In the first-in-human trial, three patients with recurrent glioblastoma who were treated with CARv3-TEAM-E T cells experienced “dramatic and rapid” tumor regression within days of receiving a single intraventricular infusion, reported Marcela Maus, MD, PhD, of Massachusetts General Hospital and Harvard Medical School in Boston, and colleagues.
“This study shows that antitumor CAR-mediated responses can be rapidly obtained in patients with glioblastoma, even in those with advanced, intraparenchymal cerebral disease,” Maus and collaborators of the INCIPIENT study wrote in the New England Journal of Medicine.
The product uses CAR T cells engineered to target the epidermal growth factor receptor (EGFR) variant III (EGFRvIII) tumor-specific antigen, as well as the wild-type EGFR protein, through secretion of a T-cell-engaging antibody molecule (TEAM), the research team explained.
However, “despite the remarkable responses in this case series, we observed eventual tumor progression in two of the three participants, which corresponded in part with limited persistence of CARv3-TEAM-E T cells over the weeks after infusion,” wrote Maus and co-authors. “As such, these data warrant future evaluation of CARv3-TEAM-E T cells alongside strategies specifically designed to enhance durability, perhaps through preconditioning with chemotherapy or additional scheduled infusions.”

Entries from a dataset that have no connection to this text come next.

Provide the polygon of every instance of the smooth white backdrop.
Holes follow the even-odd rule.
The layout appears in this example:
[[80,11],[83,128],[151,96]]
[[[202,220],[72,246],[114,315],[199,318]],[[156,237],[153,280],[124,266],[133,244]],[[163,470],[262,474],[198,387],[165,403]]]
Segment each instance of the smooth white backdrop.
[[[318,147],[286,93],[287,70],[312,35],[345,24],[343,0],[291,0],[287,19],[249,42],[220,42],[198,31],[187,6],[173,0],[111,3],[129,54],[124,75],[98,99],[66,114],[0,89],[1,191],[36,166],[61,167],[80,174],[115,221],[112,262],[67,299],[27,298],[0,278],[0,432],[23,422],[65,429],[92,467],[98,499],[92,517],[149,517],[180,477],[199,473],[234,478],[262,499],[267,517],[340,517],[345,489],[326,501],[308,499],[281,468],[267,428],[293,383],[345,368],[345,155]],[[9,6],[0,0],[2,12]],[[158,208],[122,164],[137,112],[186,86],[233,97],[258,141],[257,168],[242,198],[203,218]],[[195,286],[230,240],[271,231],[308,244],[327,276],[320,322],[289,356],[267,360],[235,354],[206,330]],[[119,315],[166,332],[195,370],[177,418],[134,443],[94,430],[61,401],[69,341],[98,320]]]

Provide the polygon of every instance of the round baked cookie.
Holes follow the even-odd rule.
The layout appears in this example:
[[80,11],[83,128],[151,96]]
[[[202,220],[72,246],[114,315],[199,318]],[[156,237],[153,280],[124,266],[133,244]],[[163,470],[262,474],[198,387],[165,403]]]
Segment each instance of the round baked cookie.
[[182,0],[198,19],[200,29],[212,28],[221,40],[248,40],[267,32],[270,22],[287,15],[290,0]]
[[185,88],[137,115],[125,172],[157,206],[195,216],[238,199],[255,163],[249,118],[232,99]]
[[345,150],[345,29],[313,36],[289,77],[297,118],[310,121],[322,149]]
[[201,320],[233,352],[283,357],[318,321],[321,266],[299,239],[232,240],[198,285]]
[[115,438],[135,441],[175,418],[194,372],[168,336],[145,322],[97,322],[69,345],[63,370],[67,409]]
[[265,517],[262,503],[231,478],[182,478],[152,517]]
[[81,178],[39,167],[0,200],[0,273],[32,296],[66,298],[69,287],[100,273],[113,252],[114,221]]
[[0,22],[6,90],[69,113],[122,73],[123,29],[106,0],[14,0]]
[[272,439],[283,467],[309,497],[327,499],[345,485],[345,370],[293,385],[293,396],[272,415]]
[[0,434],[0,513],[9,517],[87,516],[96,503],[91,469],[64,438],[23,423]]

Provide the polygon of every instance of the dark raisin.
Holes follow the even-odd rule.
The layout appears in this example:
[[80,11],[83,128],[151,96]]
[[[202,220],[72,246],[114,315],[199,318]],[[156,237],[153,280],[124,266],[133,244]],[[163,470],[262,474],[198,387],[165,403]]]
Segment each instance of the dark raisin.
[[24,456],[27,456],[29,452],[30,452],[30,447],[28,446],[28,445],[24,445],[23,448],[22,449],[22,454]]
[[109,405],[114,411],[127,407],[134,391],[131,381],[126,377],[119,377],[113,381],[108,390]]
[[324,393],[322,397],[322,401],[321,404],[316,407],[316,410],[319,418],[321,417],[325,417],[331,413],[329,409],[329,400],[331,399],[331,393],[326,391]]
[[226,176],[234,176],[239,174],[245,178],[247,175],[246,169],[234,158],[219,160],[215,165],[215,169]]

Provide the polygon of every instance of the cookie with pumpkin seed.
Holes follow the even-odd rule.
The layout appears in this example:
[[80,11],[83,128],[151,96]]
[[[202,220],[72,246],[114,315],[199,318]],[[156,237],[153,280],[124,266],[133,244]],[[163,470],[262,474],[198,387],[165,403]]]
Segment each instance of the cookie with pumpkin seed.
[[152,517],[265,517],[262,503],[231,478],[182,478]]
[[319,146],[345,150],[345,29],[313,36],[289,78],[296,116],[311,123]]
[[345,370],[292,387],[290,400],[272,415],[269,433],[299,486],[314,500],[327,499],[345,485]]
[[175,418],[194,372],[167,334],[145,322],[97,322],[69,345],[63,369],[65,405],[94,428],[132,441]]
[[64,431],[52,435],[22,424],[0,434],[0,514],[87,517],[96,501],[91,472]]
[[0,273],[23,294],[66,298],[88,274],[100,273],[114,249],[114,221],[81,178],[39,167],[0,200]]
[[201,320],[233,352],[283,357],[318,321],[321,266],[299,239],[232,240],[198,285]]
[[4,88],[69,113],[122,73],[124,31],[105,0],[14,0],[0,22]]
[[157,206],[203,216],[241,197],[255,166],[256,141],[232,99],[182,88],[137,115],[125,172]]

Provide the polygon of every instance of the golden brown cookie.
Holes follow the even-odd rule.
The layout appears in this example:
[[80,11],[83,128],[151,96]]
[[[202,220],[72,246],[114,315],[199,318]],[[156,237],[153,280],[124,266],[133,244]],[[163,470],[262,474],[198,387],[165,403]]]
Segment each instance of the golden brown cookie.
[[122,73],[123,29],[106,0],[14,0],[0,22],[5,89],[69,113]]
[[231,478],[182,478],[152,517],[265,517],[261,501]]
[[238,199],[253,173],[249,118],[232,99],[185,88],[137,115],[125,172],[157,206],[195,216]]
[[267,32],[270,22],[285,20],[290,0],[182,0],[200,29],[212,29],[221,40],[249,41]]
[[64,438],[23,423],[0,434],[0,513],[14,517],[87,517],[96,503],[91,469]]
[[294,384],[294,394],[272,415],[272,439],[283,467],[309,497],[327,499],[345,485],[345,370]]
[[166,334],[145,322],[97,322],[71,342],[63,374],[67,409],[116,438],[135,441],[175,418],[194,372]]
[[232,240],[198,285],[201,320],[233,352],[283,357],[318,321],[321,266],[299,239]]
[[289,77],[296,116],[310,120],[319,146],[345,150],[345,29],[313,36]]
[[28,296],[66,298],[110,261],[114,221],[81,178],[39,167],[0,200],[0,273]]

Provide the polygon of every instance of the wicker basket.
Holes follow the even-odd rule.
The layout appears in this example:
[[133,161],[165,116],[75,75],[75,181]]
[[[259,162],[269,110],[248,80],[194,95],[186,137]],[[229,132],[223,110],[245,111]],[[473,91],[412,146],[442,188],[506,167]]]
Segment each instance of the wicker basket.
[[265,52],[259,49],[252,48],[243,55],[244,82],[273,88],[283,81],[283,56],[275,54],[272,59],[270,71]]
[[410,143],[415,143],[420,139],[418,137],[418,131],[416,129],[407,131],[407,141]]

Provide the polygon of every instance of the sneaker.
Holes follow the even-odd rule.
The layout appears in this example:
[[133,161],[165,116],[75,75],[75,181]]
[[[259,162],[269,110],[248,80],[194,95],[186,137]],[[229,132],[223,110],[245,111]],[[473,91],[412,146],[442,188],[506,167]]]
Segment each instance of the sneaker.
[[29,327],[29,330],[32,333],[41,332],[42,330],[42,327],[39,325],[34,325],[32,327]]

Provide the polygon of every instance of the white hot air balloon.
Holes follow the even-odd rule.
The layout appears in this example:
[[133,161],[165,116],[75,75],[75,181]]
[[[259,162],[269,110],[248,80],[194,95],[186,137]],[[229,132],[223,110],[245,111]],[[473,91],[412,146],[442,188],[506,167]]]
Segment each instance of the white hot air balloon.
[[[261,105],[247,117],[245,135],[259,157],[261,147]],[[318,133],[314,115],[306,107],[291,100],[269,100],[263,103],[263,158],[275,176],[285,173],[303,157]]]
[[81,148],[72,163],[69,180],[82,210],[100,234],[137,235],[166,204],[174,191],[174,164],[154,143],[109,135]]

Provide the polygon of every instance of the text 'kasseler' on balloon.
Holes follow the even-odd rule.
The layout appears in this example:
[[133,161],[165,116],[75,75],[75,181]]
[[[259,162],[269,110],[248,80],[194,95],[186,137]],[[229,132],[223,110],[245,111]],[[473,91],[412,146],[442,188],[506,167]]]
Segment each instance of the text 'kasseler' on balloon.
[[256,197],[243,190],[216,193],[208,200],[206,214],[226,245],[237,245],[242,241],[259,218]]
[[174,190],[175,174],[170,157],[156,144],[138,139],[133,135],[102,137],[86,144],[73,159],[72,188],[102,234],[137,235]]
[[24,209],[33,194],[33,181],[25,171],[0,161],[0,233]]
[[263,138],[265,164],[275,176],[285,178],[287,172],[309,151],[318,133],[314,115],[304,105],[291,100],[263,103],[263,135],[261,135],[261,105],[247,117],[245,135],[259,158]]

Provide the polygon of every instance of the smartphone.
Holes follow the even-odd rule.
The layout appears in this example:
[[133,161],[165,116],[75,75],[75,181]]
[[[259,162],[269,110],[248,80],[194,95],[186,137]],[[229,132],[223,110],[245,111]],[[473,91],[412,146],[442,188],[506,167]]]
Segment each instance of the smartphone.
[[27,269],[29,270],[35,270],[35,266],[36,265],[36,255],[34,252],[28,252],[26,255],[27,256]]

While CAR T-cell therapy has demonstrated proven efficacy in blood cancers, its use in solid tumors has been limited to date, the authors pointed out.
Maus and colleagues in a previous study developed CAR T cells to target EGFRvIII, which is expressed in about 30% of glioblastomas. When that approach had limited effect, they engineered the CAR T cells to deliver TEAMs against wild-type EGFR, which is not expressed in normal brain tissue but is nearly always expressed in glioblastoma.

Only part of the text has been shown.